Betty Cockrum, president and CEO of the Indiana chapter, released a statement Tuesday, characterizing legislators’ strategy as “trying to score political points and wasting taxpayer dollars.” Medicaid funding represents about 20 percent of the group’s annual budget of $15 million.
The Indiana ban passed in June 2011 but was immediately blocked by the US District Court in Indianapolis. In signing the law, then-Indiana Gov. Mitch Daniels (R) said he was confident “that all non-abortion services … will remain readily available” across the state and that, if the affected organizations eliminated abortion from their roster, they would once again become eligible for federal dollars.
“Any organization affected by this provision can resume receiving taxpayer dollars immediately by ceasing or separating its operations that perform abortions,” he said.

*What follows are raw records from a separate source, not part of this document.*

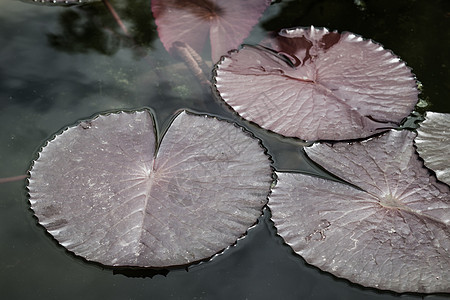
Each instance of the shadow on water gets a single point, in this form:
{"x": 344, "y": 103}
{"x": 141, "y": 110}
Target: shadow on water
{"x": 80, "y": 70}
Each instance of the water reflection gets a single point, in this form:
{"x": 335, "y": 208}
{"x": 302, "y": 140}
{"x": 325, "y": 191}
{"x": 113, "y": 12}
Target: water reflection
{"x": 93, "y": 28}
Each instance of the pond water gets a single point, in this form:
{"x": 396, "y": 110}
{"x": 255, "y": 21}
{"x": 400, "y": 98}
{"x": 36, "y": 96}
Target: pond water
{"x": 59, "y": 65}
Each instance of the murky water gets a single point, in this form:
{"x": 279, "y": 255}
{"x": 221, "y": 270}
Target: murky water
{"x": 59, "y": 65}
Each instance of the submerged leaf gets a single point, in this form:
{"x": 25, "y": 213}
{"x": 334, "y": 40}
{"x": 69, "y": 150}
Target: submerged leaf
{"x": 105, "y": 193}
{"x": 392, "y": 233}
{"x": 227, "y": 23}
{"x": 433, "y": 144}
{"x": 318, "y": 85}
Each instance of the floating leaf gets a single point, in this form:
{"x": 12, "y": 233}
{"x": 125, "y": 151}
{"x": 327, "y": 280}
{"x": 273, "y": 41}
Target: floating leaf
{"x": 60, "y": 2}
{"x": 433, "y": 144}
{"x": 227, "y": 23}
{"x": 105, "y": 193}
{"x": 320, "y": 85}
{"x": 393, "y": 233}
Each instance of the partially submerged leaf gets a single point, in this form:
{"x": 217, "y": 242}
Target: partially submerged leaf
{"x": 105, "y": 193}
{"x": 318, "y": 85}
{"x": 433, "y": 144}
{"x": 227, "y": 23}
{"x": 393, "y": 233}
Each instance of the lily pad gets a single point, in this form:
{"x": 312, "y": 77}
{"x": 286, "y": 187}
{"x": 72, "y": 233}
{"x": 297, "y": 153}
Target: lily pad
{"x": 227, "y": 23}
{"x": 318, "y": 85}
{"x": 389, "y": 228}
{"x": 433, "y": 144}
{"x": 108, "y": 191}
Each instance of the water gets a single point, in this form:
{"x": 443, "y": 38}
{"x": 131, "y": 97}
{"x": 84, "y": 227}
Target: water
{"x": 59, "y": 65}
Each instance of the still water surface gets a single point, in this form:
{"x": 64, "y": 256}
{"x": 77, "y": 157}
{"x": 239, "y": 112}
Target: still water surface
{"x": 59, "y": 65}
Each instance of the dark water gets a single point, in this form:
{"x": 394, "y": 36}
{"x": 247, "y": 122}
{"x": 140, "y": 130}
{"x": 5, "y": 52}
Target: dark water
{"x": 59, "y": 65}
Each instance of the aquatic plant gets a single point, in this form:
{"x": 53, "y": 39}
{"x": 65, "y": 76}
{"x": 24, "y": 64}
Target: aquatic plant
{"x": 318, "y": 85}
{"x": 226, "y": 23}
{"x": 433, "y": 144}
{"x": 362, "y": 230}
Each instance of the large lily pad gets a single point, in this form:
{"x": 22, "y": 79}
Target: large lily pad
{"x": 227, "y": 23}
{"x": 109, "y": 192}
{"x": 393, "y": 232}
{"x": 433, "y": 144}
{"x": 318, "y": 85}
{"x": 60, "y": 2}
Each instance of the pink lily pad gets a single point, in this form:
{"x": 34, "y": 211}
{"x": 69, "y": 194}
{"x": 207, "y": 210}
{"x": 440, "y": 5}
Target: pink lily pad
{"x": 108, "y": 191}
{"x": 392, "y": 232}
{"x": 60, "y": 2}
{"x": 318, "y": 85}
{"x": 227, "y": 23}
{"x": 433, "y": 144}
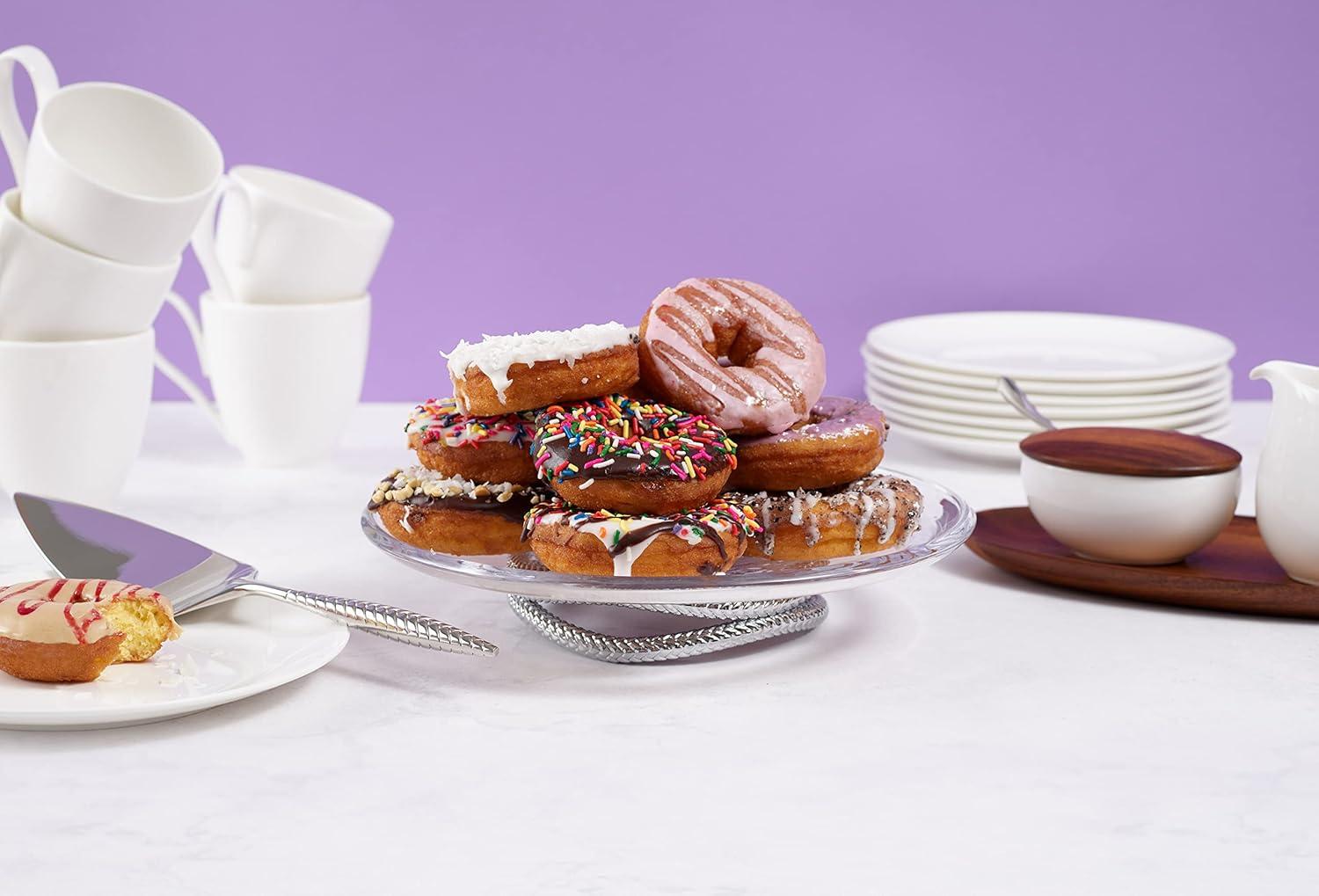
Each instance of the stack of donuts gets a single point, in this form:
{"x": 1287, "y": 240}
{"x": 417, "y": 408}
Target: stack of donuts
{"x": 673, "y": 449}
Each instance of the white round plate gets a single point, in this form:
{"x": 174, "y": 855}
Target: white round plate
{"x": 991, "y": 404}
{"x": 992, "y": 449}
{"x": 1018, "y": 424}
{"x": 1050, "y": 346}
{"x": 946, "y": 521}
{"x": 227, "y": 652}
{"x": 987, "y": 390}
{"x": 885, "y": 366}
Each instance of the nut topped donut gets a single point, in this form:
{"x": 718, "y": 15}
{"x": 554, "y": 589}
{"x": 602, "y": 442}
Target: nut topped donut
{"x": 630, "y": 457}
{"x": 776, "y": 368}
{"x": 599, "y": 543}
{"x": 842, "y": 440}
{"x": 485, "y": 449}
{"x": 453, "y": 515}
{"x": 503, "y": 375}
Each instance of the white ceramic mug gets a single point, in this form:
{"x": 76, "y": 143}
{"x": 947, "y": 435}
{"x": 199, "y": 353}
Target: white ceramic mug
{"x": 49, "y": 290}
{"x": 108, "y": 169}
{"x": 285, "y": 237}
{"x": 285, "y": 376}
{"x": 73, "y": 414}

In October 2012, the US Court of Appeals for the Seventh Circuit in Chicago upheld the lower court’s decision, which prompted the state to appeal to the higher court this year.
Indiana Attorney General Greg Zoeller said in a statement released Tuesday he would investigate “any remaining legal avenues” to uphold the ban and stressed that the issue was one of states’ rights, not an attack on abortion access.
“My office always contended this is ultimately a dispute between the state and federal government, not between a private medical provider and the state,” he said.
Even though a federal judge struck down a similar ban in Arizona last year, Gov. Jan Brewer (R) is including language along such lines as part of a plan to expand her state’s Medicaid program under the Affordable Care Act. The plan passed the state Senate two weeks ago and faces an uncertain future in the House.
Tuesday’s high-court move may dampen similar efforts to restrict Planned Parenthood’s ability to offer abortion services, says Elizabeth Nash, the state issues manager at the Guttmacher Institute, a nonprofit in Washington that tracks abortion issues. But, she adds, such efforts will probably be replaced with other measures that are written with the same purpose – such as creating a priority system for how Medicaid dollars can be spent, or instituting restrictions that are intended to separate abortion from other family-planning services.
“There are other ways that have been used to varying degrees of success to essentially keep Planned Parenthood out of public dollars,” Ms. Nash says.
Earlier this month, Indiana Gov. Mike Pence (R) signed into law a bill restricting access to a so-called abortion pill, which accounts for about one-fourth of US abortions, according to the Guttmacher Institute. The new law requires clinics that offer pill-induced abortions to meet the same standards as clinics that provide surgical abortions.
Planned Parenthood says the law is intended to target a single clinic in Lafayette, Ind., which is the only clinic in the state that offers nonsurgical abortions.